Showing $[0,1] \times [0,1]$ is a manifold with boundary

The portion where you show that $M$ is locally Euclidean is not correct and here's why:

You have to show that for every point $p \in M$ there exists a neighborhood $U \subseteq M$ of $p$ and a homeomorphism from $U$ to an open subset of either $\mathbb R^2$ or $\mathbb H^2$.

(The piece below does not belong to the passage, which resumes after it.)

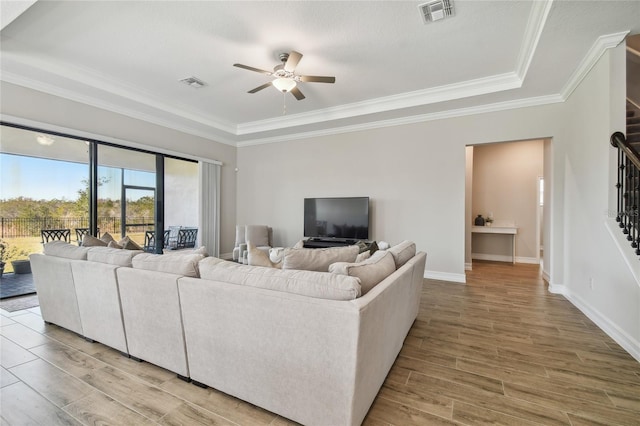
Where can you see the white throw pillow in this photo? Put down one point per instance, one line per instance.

Now here's what you wrote:

• For point $p \in M$ take set $U$ open in $\mathbb H^2$ with $p \in U$

So your neighborhood $U$ is in $\mathbb H^2$ and not in $M$! While it is indeed true that $M \subseteq \mathbb H^2$ we cannot simply say that a neighborhood in $\mathbb H^2$ is a neighborhood in $M$. If $p$ is the point $p = (1, 1)$ then any neighborhood of $p$ in $\mathbb H^2$ will contain points that are not in $M$.

Edit:

To fix the proof remember that if $U \subseteq M$ contains part of the boundry of $M$ then the chart for $U$ will have to map that boundry to the boundry of $\mathbb H^2$. So for example if $p = (1, 1)$ then let $U = (.4, 1] \times (.4, 1]$ and for a chart try $\phi\colon U \to \mathbb H^2$ defined by $\phi(x, y) = (1 - x, 1 - y)$. I leave it to you to check that the image of $\phi$ is open in $\mathbb H^2$ and that $\phi$ is a homeomorphism onto this image. You'll also need to come up with charts covering the rest of $M$. I suggest you take

• $U_2 = [0, .6) \times (.4, 1]$
• $U_3 = (.4, 1] \times [0, .6)$
• $U_4 = [0, .6) \times [0, .6)$

as the neighborhoods for those charts.

Edit #2:

Whoops! My edit above has a mistake as pointed out by goobie. Also pointed out by goobie is the fix: Instead of the chart $\phi$ that I suggested take $\phi\colon U \to \mathbb H^2$ defined by $\phi(z) = z^2$ (here I'm using complex numbers to denote points in the plane). Then you'll just need to do some translation and rotation to handle the other corners.